Seleção Brasileira comemorando Penta em 2002. Foto: Acervo CBF
A ausência da Seleção Brasileira em finais de Copa do Mundo desde 2002 continua sendo tema de debate entre ex-jogadores e torcedores. Para Dunga, capitão do tetracampeonato conquistado nos Estados Unidos, um dos fatores que influenciaram essa percepção foi justamente o sucesso da geração que disputou três decisões consecutivas entre 1994 e 2002.
Em entrevista ao programa Esporte Record, apresentado pelo jornalista Cleber Machado e que contou também com a participação de Cafu, o ex-volante afirmou que a sequência histórica fez parecer que alcançar uma final de Mundial era algo natural para o Brasil.

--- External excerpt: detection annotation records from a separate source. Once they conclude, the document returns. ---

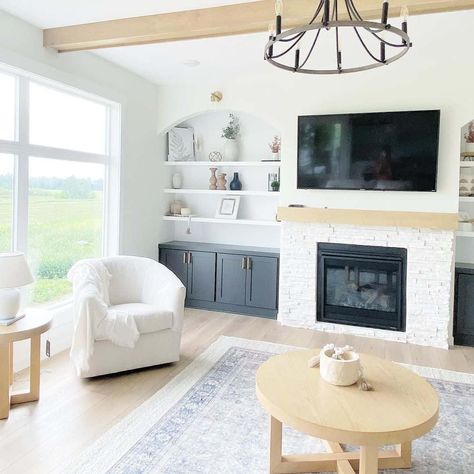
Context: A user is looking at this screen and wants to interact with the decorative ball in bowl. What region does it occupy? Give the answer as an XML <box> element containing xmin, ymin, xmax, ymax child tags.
<box><xmin>320</xmin><ymin>349</ymin><xmax>360</xmax><ymax>386</ymax></box>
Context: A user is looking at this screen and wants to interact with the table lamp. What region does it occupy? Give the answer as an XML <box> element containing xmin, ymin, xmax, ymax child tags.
<box><xmin>0</xmin><ymin>253</ymin><xmax>34</xmax><ymax>322</ymax></box>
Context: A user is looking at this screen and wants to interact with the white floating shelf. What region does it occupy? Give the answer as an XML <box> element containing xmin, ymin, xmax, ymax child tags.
<box><xmin>163</xmin><ymin>216</ymin><xmax>280</xmax><ymax>226</ymax></box>
<box><xmin>164</xmin><ymin>188</ymin><xmax>280</xmax><ymax>197</ymax></box>
<box><xmin>165</xmin><ymin>161</ymin><xmax>281</xmax><ymax>168</ymax></box>
<box><xmin>456</xmin><ymin>230</ymin><xmax>474</xmax><ymax>237</ymax></box>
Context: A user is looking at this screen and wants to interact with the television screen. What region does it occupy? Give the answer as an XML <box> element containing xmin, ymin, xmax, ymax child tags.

Segundo Dunga, a realidade do futebol é bem diferente, e o talento individual, por si só, não garante campanhas vitoriosas em competições tão equilibradas.

Ao recordar o período de maior protagonismo recente da Seleção Brasileira em Copas do Mundo, Dunga destacou que a regularidade daquela geração acabou elevando o nível de cobrança da torcida e da imprensa.
"Nós chegamos ali em três finais de Copa seguido, então começou a parecer para o torcedor, para a imprensa, que era fácil chegar. Só que a gente não lembra que também a gente teve entressafra, lá atrás, com talentos e jogadores excepcionais, fantásticos. Vai muito além do talento, o time, a Seleção, o líder, uma equipe."
Na avaliação do ex-capitão, construir uma equipe vencedora exige fatores que ultrapassam a qualidade técnica dos atletas, como organização, liderança, comprometimento coletivo e capacidade de superar momentos difíceis.
Durante a entrevista, o ex-técnico da Seleção também ressaltou que o verdadeiro perfil de um time aparece quando os resultados deixam de ser favoráveis.
Para ele, administrar momentos de pressão é uma das principais características das equipes campeãs.
"Tu vê no momento que tá perdendo. Qual a reação dela? Qual a postura da Seleção? Quando tá ganhando é fácil, todo mundo quer ser líder, comandar. Agora, no momento de crise como o time se comporta?"
A declaração reforça a visão de Dunga de que grandes campanhas em Copas do Mundo são construídas principalmente pela força do grupo, e não apenas pela presença de jogadores talentosos.
O período citado por Dunga representa uma das fases mais vitoriosas da história da Seleção Brasileira.
Entre 1994 e 2002, o Brasil disputou três finais consecutivas de Copa do Mundo, feito que nenhuma outra seleção conseguiu repetir no futebol moderno.
A sequência começou em 1994, nos Estados Unidos. Sob o comando de Carlos Alberto Parreira, a Seleção encerrou um jejum de 24 anos sem títulos mundiais ao derrotar a Itália nos pênaltis, após empate sem gols na decisão. Dunga levantou a taça como capitão de um elenco que contava com Romário, Bebeto, Taffarel e Cafu.
Quatro anos depois, na França, o Brasil voltou à decisão. Liderada por Ronaldo, Rivaldo, Cafu e Roberto Carlos, a equipe acabou derrotada pelos anfitriões por 3 a 0, ficando com o vice-campeonato.
O ciclo foi encerrado em 2002, quando Luiz Felipe Scolari comandou a conquista do pentacampeonato na Copa disputada na Coreia do Sul e no Japão. Com Ronaldo, Rivaldo, Ronaldinho Gaúcho, Cafu e Roberto Carlos em grande fase, a Seleção venceu a Alemanha por 2 a 0 na final e conquistou o quinto título mundial.
Desde a conquista de 2002, o Brasil nunca mais voltou a disputar uma decisão de Copa do Mundo.
A campanha mais marcante aconteceu em 2014, quando a Seleção alcançou a semifinal, mas sofreu a histórica derrota por 7 a 1 para a Alemanha, no Mineirão.
Nas demais edições, a equipe esbarrou nas fases eliminatórias. Foi eliminada nas quartas de final em 2006, diante da França; em 2010, contra a Holanda; em 2018, para a Bélgica; e em 2022, nos pênaltis, diante da Croácia. Já no Mundial de 2026, o Brasil voltou a cair antes da decisão, mantendo o jejum de participações em finais.